Classification Metrics – Starting Point of PR-Curve and AUCPR Value for Ideal Classifier

classificationprecision-recall

I have two questions about the PR-curve:

What is the starting point of the PR-curve ?
I mean the point which corresponds to the highest possible threshold (i.e. when all scores are below this threshold). It is clear that all hard labels are equal to zero in this case. Hence, $\text{TP}=\text{FP}=0$ and $\text{Recall}=0$, but $\text{Precision}=\frac{0}{0}$. Sklearn uses $\text{Precision}=1$ for this point.
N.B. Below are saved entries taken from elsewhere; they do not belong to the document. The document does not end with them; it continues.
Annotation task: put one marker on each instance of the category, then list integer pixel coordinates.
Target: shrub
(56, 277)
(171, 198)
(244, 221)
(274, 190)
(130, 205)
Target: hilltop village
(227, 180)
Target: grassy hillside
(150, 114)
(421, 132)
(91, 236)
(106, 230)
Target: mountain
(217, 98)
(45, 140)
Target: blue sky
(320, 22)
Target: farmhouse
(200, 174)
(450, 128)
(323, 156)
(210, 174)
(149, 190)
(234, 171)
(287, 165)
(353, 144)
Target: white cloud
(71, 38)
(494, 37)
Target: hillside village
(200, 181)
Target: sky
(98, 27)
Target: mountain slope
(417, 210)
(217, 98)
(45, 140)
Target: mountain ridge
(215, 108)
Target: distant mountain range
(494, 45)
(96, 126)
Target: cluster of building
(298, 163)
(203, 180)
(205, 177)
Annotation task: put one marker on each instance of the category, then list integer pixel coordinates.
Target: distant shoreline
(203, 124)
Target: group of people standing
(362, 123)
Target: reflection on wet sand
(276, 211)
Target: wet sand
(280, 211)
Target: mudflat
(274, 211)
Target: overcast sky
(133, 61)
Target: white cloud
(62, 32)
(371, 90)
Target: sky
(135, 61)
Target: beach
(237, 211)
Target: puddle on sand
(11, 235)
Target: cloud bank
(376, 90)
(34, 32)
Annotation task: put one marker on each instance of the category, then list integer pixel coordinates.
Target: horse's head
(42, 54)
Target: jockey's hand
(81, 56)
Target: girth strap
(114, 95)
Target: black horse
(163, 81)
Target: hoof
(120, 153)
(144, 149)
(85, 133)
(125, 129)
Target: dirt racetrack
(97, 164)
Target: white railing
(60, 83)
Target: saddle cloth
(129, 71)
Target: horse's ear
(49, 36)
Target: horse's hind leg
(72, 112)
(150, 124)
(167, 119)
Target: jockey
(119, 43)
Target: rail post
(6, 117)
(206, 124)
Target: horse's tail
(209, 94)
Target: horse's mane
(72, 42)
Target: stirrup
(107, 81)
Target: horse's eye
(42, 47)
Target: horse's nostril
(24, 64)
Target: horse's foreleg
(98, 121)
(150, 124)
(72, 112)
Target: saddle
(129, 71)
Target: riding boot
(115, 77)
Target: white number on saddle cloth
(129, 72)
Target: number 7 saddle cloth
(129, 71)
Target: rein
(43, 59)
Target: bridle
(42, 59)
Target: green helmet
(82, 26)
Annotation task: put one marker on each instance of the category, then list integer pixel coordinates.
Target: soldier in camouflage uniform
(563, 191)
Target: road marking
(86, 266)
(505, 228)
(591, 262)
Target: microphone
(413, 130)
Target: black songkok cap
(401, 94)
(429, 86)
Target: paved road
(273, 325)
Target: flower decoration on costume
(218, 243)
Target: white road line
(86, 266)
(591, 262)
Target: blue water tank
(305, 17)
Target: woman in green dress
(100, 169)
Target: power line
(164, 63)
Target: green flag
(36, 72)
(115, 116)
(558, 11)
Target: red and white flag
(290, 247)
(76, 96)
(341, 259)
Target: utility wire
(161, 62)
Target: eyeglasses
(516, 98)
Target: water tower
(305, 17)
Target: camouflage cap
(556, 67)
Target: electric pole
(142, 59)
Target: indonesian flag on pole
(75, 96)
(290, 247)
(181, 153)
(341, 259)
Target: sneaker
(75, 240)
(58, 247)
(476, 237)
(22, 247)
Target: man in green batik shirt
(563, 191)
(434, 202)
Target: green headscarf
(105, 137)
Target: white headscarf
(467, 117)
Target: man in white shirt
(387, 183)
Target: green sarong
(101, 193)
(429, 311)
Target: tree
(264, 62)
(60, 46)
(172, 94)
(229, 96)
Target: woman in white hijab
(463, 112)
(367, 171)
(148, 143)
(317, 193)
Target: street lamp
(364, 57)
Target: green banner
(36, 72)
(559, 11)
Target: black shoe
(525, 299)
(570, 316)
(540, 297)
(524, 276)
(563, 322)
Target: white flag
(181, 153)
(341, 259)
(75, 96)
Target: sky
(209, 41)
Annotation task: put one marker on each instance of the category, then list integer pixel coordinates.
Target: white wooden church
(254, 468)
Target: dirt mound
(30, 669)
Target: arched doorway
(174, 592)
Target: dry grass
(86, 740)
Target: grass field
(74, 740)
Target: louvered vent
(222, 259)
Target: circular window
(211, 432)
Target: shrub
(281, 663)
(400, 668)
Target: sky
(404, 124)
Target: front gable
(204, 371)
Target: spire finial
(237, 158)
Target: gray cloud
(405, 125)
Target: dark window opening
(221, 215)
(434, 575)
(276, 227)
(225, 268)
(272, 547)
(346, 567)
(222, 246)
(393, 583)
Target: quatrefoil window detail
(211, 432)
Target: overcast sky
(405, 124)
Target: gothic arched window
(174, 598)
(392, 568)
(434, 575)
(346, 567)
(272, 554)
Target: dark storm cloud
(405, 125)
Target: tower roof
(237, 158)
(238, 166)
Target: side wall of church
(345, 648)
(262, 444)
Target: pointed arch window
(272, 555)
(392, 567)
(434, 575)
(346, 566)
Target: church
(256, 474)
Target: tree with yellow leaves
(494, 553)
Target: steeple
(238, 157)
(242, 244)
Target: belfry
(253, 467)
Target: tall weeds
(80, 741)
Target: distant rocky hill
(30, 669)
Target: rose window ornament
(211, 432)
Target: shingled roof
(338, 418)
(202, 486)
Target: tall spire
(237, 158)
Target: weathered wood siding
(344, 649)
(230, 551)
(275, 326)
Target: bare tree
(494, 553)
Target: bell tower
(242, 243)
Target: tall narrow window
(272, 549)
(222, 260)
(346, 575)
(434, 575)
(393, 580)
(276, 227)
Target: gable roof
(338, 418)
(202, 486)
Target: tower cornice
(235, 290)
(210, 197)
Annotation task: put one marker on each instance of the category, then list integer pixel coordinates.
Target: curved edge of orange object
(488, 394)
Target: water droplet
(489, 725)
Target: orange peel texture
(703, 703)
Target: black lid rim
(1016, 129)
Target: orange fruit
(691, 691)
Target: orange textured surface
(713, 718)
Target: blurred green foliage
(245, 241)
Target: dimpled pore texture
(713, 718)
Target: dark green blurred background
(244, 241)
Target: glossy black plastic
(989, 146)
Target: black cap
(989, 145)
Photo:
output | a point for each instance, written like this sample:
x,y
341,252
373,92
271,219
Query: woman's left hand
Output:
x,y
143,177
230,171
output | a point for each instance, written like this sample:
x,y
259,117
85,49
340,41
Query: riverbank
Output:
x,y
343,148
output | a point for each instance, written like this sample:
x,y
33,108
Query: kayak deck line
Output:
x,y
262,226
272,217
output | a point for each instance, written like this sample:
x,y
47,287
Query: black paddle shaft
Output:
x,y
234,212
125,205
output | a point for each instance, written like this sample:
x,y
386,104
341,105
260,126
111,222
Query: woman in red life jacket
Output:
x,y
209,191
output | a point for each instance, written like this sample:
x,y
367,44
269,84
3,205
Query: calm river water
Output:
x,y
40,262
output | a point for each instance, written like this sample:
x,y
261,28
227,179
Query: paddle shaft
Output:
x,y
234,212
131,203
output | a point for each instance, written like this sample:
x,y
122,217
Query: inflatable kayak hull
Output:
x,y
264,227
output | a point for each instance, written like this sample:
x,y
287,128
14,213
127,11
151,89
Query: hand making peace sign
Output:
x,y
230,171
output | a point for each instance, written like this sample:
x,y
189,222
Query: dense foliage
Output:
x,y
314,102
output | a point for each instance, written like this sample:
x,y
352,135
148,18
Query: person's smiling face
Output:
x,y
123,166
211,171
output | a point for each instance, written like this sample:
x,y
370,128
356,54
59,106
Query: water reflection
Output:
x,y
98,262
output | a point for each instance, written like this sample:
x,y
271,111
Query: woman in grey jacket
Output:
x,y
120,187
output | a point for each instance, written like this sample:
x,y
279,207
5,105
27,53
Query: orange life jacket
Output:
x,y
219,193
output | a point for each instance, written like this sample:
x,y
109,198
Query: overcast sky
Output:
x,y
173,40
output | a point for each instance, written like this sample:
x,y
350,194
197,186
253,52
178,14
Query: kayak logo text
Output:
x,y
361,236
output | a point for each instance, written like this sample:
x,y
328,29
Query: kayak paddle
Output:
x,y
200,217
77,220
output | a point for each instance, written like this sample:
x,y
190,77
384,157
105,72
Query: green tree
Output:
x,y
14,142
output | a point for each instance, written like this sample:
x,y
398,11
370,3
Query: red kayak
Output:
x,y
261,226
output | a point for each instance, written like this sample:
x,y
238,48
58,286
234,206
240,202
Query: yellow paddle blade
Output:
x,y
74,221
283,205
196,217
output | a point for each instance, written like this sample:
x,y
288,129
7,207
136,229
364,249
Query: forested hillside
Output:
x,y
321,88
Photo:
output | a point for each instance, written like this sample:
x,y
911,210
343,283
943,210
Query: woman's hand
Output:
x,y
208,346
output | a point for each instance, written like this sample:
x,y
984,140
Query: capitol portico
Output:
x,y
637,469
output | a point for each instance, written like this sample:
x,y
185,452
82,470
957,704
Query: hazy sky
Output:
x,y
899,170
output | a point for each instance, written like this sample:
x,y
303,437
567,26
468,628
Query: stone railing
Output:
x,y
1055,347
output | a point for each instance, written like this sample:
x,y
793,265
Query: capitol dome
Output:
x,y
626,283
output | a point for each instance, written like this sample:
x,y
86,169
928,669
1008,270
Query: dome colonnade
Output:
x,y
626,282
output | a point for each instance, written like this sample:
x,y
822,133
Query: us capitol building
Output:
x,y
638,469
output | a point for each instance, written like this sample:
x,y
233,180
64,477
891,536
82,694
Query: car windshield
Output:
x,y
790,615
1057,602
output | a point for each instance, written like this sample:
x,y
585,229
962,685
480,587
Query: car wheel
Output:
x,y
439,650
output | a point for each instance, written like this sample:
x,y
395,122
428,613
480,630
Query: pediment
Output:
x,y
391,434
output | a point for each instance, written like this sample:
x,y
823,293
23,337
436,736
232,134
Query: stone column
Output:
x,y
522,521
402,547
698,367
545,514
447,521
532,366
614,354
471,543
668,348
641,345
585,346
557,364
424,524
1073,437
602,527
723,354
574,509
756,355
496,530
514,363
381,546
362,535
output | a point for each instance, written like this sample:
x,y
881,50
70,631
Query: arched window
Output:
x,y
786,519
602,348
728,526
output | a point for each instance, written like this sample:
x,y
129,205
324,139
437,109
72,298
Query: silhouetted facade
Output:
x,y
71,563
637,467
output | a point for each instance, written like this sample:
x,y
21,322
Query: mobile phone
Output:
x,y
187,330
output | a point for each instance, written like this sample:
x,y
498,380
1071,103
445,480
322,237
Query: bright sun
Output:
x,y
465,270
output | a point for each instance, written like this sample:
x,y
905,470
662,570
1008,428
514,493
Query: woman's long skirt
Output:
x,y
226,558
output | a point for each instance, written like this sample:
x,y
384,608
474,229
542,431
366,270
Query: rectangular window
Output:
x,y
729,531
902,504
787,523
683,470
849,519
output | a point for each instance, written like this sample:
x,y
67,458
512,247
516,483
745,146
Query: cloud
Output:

Is it a general rule or other precision values might be used for this point in different libraries (for example, in R)?
What is the AUCPR value for an ideal classifier ?
I mean area under the PR-curve (AUCPR) for an ideal binary classifier (i.e. there is a threshold value such that all samples are classified correctly by the model). It is clear that the PR-curve of such classifier passes through the point $(1,1)$. Moreover, any PR-curve passes through the point which was described above in "1." and point $(1, \frac{n_+}{n})$ (this is the point of the lowest possible threshold when all scores are above this threshold), where $n_+$ is the total number of positive samples and $n$ is the total number of samples. Does that mean that AUCPR is equal to 1 in this case (like AUCROC of the ideal classifier) or it may be less than 1 ?

Best Answer

Working convention: Point $(0,1)$ is the upper left corner and corresponds to $0$ Recall (i.e. no Recall) and $1$ Precision (i.e. perfect Precision).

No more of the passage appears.